In the distance, they heard bells marking the hour. Alatriste did not move. “We haven’t many years left,” the captain said.

“Not many at all, pardiez. ” The chief constable put on his hat, hesitated an instant, and then walked back to the captain, stopping at his side. “There are not many who share our memories and silences. And of them, few are the men they used to be.”

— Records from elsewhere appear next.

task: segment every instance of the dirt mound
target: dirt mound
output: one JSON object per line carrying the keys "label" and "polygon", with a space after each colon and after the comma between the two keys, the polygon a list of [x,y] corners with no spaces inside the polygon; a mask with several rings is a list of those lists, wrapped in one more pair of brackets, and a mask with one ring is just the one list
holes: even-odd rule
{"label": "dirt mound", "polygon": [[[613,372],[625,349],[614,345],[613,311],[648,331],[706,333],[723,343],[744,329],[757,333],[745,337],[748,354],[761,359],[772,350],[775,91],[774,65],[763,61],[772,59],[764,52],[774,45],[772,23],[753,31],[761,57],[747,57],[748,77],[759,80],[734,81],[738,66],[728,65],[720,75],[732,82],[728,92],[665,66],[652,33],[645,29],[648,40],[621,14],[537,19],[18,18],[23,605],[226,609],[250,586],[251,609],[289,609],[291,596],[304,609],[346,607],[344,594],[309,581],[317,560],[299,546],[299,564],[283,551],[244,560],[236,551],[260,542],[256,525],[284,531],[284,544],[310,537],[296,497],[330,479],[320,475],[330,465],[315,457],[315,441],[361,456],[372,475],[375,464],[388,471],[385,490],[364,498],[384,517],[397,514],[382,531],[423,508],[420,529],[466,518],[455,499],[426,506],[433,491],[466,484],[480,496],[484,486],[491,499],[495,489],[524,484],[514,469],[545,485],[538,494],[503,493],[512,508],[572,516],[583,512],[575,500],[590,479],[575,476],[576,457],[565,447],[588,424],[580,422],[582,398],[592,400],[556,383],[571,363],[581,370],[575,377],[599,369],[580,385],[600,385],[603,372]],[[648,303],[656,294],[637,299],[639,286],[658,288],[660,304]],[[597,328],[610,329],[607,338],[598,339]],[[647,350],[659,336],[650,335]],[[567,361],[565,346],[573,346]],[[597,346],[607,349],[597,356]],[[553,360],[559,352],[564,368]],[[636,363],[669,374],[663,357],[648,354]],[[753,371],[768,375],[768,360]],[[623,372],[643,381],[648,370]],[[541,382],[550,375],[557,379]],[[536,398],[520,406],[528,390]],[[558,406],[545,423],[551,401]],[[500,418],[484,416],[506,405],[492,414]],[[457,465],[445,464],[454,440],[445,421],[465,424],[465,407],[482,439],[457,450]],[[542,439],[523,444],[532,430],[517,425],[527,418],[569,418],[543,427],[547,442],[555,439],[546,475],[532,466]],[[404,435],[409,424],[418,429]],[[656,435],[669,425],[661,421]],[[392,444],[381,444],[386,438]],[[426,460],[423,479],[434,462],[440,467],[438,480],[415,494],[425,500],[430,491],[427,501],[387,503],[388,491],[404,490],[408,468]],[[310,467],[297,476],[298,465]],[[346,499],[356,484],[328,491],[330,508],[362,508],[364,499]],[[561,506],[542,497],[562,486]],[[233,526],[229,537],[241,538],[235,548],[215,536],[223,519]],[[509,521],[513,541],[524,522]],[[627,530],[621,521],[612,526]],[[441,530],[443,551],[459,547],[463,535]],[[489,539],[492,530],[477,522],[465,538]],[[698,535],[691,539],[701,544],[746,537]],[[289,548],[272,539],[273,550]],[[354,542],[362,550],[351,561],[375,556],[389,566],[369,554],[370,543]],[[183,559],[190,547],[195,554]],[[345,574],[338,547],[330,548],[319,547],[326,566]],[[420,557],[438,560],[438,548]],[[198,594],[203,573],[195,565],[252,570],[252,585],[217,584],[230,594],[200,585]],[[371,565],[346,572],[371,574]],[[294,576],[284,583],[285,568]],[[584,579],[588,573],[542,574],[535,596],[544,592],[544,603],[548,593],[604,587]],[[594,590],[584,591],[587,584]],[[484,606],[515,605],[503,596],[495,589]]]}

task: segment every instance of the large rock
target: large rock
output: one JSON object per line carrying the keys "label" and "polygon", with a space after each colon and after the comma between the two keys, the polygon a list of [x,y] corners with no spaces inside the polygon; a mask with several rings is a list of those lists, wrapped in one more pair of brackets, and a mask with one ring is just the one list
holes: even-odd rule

He whistled an old military tune. A little song about the old tercios, raids, plunder, and victories. They had sung it together, with my father and other comrades, eighteen years before in the sacking of Ostend and on the long march from the Rhine toward Friesland with don Ambrosio Spínola, when they took Oldenzaal and Lingen.

“But it may be true,” Saldaña said in conclusion, “that this century no longer deserves men like us. I am referring to the men we once were.”

Once again he looked toward Alatriste. The captain slowly nodded.

The thin moon cast a vague, formless shadow at their feet.

“It may be,” the captain murmured, “that we do not deserve them either.”

IX. AUTO - DA - FÉ

The Spain of the fourth Philip, like that of his predecessors, was enchanted with the ritual burning of heretics and Jews. An auto-da-fé attracted thousands of spectators, from aristocracy to the lowest townsman. And when one was celebrated in Madrid, it was witnessed from the loges of honor by Their Majesties the king and queen. Even Queen Isabel, who, because she was young, and French, was at first repelled by such activities, eventually became an enthusiast, like everyone else. The only thing Spanish the daughter of Henri the Béarnaise never accepted was to live in El Escorial, which she always found too cold, too grand, and too sinister for her taste. She was, however, subjected to that vexation posthumously: having never wanted to set foot inside it, she was buried there after her death. Though it is not such a bad place to be, God knows, laid to rest alongside the imposing tombs of Emperor Charles the Fifth and his son the great Philip, ancestors of our fourth Austrian monarchy. Thanks to whom—great leaders that they were, whether for bad or ill, and to the despair of Turks, French, Dutch, English, and the whore who birthed them all—Spain, for a century and a half, had Europe and the world by their tender testicles.

But let us return to the bonfire. Preparations for the fiesta, in which, to my misfortune, I had a reserved place, began a day or two before the event. There was great activity by carpenters and other workmen in the Plaza Mayor, where they were constructing a high platform fifty feet long facing an amphitheater of stair-stepped benches, draperies, tapestries, and damasks. Not even for the wedding of Their Majesties had such industry and facilities been on display. All the streets into the plaza were blocked so that coaches and horses would not clog free movement, and for the royal family, a canopy had been rigged on Los Mercaderes, as that location offered the most shade. Since the auto was a long ceremony, taking the whole day, there were stands, protected from the sun by a canvas, where one could get a cool drink and something to eat. It was decided that for the convenience of the august persons of the king and queen, they would enter their loge from the palace of the Conde de Barajas, using an elevated passageway over Cava San Miguel that communicated with the count’s houses on the plaza.